Airlines are expected to generate a record $33 billion in net profit this year as the IATA raised its industry outlook for a second time in the past year. That would represent an almost doubling of earnings after carriers combined to deliver a net profit of $17.3 billion in 2014.
The sharp drop in oil prices, with a barrel of Brent this week falling below $40 per-barrel, means airlines’ fuel bill this year is $46 billion or 20.5% lower than in 2014 even as consumption rose. Airlines are expected to spend $180 billion on fuel this year.
North American carriers represent more than half of the world’s overall profit at $19.4 billion, the IATA said. Europe is set to be the second strongest region, with combined net profit of $6.9 billion, ahead of Asa-Pacific profits of $5.8 billion.
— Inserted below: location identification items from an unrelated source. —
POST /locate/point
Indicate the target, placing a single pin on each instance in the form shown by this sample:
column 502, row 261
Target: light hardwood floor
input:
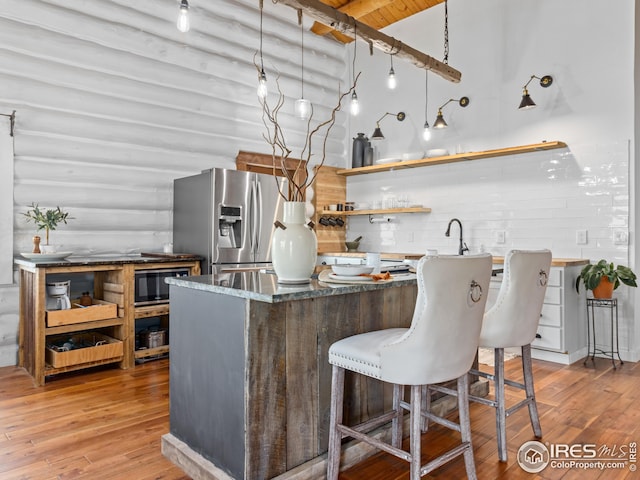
column 107, row 424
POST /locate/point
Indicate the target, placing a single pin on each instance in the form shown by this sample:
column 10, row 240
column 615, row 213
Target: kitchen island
column 250, row 380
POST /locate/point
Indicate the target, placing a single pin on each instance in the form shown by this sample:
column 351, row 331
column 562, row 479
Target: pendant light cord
column 426, row 97
column 446, row 33
column 355, row 52
column 261, row 60
column 301, row 52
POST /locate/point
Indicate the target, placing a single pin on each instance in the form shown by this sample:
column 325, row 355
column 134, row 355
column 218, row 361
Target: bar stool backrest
column 442, row 341
column 513, row 319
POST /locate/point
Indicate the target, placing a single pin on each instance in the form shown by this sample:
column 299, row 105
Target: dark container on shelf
column 360, row 144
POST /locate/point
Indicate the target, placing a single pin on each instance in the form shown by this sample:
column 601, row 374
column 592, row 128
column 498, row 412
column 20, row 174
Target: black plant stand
column 612, row 305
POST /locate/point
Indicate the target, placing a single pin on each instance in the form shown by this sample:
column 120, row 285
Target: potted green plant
column 603, row 278
column 46, row 219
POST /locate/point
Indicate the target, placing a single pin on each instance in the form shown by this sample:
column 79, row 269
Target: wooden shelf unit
column 460, row 157
column 115, row 280
column 376, row 211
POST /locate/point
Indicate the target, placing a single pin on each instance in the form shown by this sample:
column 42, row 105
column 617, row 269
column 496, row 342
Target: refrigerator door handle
column 259, row 216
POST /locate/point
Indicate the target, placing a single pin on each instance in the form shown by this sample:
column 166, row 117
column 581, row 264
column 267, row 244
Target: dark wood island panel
column 277, row 396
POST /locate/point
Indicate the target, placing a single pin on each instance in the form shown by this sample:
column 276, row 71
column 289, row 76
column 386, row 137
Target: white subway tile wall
column 539, row 200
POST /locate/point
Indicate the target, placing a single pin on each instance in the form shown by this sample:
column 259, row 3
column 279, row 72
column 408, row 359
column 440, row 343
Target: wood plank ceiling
column 375, row 13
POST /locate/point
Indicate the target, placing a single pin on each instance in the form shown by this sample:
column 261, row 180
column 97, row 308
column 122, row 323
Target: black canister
column 368, row 155
column 359, row 146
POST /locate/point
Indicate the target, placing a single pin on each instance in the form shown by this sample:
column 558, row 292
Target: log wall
column 113, row 103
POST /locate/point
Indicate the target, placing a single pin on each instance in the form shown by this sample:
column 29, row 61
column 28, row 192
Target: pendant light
column 302, row 106
column 183, row 17
column 354, row 107
column 262, row 77
column 426, row 133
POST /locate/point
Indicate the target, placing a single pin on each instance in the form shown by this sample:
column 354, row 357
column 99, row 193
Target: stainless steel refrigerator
column 226, row 216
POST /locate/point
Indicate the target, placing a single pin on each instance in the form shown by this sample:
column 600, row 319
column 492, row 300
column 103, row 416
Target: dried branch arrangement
column 299, row 179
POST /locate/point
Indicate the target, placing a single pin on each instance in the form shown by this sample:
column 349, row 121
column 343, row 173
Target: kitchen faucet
column 463, row 246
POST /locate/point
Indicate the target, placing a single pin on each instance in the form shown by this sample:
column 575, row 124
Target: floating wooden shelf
column 460, row 157
column 378, row 211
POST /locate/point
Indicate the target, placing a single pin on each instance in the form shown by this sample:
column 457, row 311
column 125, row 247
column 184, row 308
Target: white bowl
column 351, row 270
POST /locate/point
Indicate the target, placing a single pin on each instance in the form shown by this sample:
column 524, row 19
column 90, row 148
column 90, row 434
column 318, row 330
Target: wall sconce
column 377, row 133
column 440, row 123
column 526, row 102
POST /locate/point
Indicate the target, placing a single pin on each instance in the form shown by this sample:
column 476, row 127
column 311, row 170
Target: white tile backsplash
column 538, row 199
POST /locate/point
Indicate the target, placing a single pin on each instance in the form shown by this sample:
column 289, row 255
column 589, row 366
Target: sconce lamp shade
column 377, row 133
column 527, row 102
column 440, row 123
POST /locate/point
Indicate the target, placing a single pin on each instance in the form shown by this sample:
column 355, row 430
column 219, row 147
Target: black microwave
column 150, row 286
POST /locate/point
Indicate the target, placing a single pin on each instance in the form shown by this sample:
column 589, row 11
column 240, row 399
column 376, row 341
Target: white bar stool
column 439, row 346
column 513, row 322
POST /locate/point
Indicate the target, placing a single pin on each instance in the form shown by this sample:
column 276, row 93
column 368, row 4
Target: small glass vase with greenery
column 46, row 219
column 603, row 278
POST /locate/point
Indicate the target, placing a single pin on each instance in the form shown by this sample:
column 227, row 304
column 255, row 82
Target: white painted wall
column 538, row 200
column 113, row 103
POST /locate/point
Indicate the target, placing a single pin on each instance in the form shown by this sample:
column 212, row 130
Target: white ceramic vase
column 294, row 249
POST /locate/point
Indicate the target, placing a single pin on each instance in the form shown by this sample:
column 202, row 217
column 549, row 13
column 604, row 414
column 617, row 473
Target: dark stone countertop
column 264, row 287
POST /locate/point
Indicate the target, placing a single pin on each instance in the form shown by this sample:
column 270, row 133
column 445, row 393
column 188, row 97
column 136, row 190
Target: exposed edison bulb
column 355, row 106
column 262, row 85
column 183, row 17
column 303, row 108
column 392, row 81
column 426, row 133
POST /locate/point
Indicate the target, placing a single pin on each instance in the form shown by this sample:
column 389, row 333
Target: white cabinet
column 562, row 335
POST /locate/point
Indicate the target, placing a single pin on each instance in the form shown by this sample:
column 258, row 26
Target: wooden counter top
column 555, row 262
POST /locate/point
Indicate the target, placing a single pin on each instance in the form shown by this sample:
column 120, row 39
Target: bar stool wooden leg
column 416, row 424
column 396, row 424
column 501, row 413
column 527, row 371
column 335, row 437
column 426, row 407
column 465, row 425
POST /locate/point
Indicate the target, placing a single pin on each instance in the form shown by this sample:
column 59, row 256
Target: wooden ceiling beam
column 345, row 24
column 355, row 9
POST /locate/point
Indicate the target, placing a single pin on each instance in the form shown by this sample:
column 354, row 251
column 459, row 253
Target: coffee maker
column 58, row 295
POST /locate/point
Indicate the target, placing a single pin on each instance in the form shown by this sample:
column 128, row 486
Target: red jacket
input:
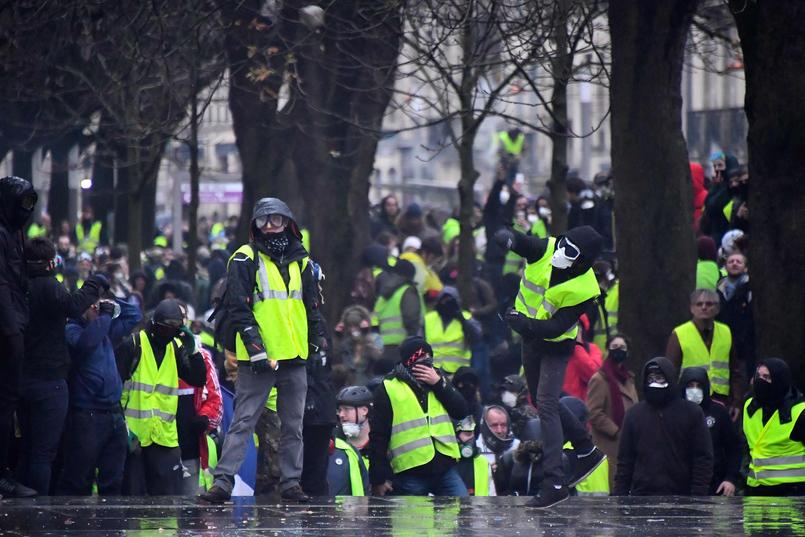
column 207, row 402
column 581, row 367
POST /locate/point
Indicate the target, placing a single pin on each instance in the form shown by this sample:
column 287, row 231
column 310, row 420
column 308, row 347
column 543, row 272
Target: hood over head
column 660, row 396
column 698, row 374
column 17, row 201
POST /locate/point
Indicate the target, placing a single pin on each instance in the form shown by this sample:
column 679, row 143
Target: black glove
column 199, row 424
column 101, row 280
column 504, row 238
column 106, row 307
column 518, row 322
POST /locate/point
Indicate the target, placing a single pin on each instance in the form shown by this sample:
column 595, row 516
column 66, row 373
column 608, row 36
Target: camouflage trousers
column 268, row 462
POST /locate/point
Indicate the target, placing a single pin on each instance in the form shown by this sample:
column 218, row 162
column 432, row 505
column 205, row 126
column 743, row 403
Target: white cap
column 412, row 242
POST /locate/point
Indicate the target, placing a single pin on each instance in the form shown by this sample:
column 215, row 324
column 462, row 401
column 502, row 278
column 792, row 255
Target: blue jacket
column 94, row 379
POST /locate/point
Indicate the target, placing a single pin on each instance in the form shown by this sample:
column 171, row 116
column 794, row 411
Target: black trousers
column 317, row 454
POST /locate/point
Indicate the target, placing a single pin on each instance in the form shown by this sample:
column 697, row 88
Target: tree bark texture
column 772, row 41
column 656, row 249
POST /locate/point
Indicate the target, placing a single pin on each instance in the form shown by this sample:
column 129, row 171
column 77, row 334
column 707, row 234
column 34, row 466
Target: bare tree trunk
column 772, row 41
column 656, row 251
column 59, row 198
column 561, row 65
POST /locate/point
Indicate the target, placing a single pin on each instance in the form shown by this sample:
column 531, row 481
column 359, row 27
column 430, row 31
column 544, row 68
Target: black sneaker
column 548, row 497
column 586, row 465
column 11, row 488
column 296, row 494
column 215, row 495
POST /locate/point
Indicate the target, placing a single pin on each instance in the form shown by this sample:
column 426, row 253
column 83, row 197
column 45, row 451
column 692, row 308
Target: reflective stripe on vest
column 538, row 300
column 775, row 459
column 415, row 435
column 279, row 310
column 151, row 397
column 716, row 360
column 355, row 478
column 480, row 476
column 389, row 317
column 449, row 349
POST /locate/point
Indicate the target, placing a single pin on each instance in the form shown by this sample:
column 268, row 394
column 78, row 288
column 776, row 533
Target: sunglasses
column 570, row 249
column 276, row 220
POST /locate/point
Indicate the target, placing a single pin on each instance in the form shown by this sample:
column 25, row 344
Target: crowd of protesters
column 111, row 377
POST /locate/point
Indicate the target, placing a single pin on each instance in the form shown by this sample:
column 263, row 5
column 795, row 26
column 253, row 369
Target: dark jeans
column 545, row 375
column 10, row 370
column 446, row 484
column 41, row 412
column 317, row 456
column 155, row 471
column 94, row 441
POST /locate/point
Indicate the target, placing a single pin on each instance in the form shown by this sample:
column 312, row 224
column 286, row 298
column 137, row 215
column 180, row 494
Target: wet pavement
column 403, row 517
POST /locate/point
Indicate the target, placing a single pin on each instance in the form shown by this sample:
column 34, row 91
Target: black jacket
column 46, row 354
column 380, row 421
column 241, row 280
column 532, row 249
column 665, row 449
column 726, row 442
column 13, row 281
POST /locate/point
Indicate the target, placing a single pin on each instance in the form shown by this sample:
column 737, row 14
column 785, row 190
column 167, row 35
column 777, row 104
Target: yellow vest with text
column 279, row 310
column 774, row 459
column 389, row 317
column 716, row 360
column 355, row 478
column 416, row 436
column 449, row 350
column 88, row 242
column 151, row 396
column 480, row 476
column 538, row 300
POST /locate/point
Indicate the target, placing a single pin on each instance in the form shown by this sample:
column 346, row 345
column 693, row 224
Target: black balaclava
column 414, row 350
column 17, row 201
column 771, row 394
column 497, row 444
column 167, row 321
column 660, row 395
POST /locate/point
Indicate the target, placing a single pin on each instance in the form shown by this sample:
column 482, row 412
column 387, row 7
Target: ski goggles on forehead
column 570, row 250
column 276, row 220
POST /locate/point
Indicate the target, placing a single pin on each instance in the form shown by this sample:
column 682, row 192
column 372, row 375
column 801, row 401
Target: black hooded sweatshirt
column 726, row 442
column 242, row 273
column 665, row 447
column 13, row 281
column 532, row 249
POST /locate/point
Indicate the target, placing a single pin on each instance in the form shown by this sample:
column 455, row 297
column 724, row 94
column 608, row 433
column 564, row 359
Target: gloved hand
column 188, row 340
column 106, row 307
column 504, row 238
column 101, row 280
column 518, row 322
column 199, row 424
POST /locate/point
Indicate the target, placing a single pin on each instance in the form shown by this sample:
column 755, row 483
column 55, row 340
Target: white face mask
column 694, row 395
column 351, row 430
column 509, row 399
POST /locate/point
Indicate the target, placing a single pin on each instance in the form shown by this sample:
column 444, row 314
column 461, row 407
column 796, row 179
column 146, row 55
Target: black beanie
column 413, row 344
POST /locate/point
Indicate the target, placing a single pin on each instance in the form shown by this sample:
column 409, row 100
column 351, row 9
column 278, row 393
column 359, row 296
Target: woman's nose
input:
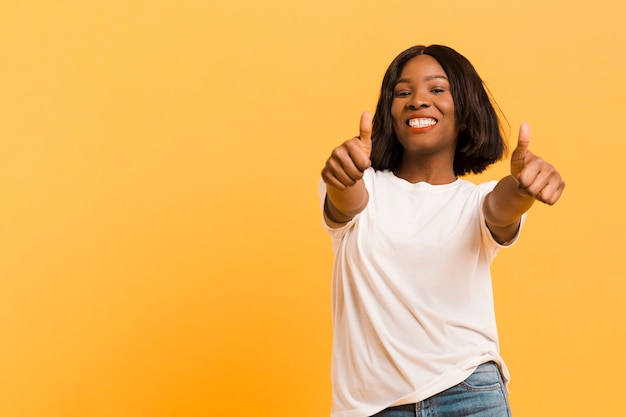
column 418, row 102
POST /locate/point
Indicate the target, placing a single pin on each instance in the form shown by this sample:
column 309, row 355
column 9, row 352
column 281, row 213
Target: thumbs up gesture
column 535, row 177
column 348, row 161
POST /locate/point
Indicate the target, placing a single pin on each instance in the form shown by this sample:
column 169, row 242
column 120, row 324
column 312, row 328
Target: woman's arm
column 531, row 179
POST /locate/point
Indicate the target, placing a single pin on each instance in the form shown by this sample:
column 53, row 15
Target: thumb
column 365, row 133
column 519, row 154
column 522, row 142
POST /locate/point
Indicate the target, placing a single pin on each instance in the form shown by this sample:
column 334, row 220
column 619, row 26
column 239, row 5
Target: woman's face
column 423, row 109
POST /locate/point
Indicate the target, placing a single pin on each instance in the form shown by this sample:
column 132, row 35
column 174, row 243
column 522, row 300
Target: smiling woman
column 414, row 322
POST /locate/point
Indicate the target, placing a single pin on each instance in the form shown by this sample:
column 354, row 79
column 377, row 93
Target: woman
column 413, row 317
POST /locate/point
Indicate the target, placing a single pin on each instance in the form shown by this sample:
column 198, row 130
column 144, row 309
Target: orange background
column 161, row 248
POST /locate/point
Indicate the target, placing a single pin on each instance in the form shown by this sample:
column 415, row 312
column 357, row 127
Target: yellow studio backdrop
column 161, row 247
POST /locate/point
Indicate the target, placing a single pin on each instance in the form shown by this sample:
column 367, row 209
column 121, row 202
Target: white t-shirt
column 412, row 302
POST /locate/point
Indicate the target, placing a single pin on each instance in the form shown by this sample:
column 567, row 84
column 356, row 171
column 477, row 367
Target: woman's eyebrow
column 427, row 78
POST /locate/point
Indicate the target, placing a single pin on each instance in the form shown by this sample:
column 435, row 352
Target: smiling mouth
column 422, row 122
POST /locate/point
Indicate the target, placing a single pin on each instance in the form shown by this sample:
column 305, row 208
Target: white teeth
column 422, row 122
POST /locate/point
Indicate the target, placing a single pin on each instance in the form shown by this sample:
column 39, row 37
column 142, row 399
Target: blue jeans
column 482, row 394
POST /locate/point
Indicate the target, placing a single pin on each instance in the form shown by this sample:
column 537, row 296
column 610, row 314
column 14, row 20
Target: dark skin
column 423, row 114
Airlines in Latin America and Africa each will lose around $300 million this year.
Profit margins also are up and airlines are set to deliver an 8.3% return on capital, the IATA said, exceeding capital costs.
The IATA expects 3.6 billion passengers to fly this year and 3.8 billion next year. Profits next year should reach $36.3 billion, with return on capital inching up further to 8.6%. Fuel costs are set to fall another 24.7% to $135 billion.
The fuel benefit hasn’t been consistent across the globe. A strong U.S. dollar means that many airlines have seen the fuel price benefit effectively wiped out by declines in their local currency against the greenback. European carriers have locked in much of their fuel costs through financial instruments, which defers until next year the benefit of low oil for many of the region’s airlines.
Factors beyond fuel costs also are driving improving profits. Planes are being used more efficiently, with load factors, a measure of seats sold, up steadily since 2010.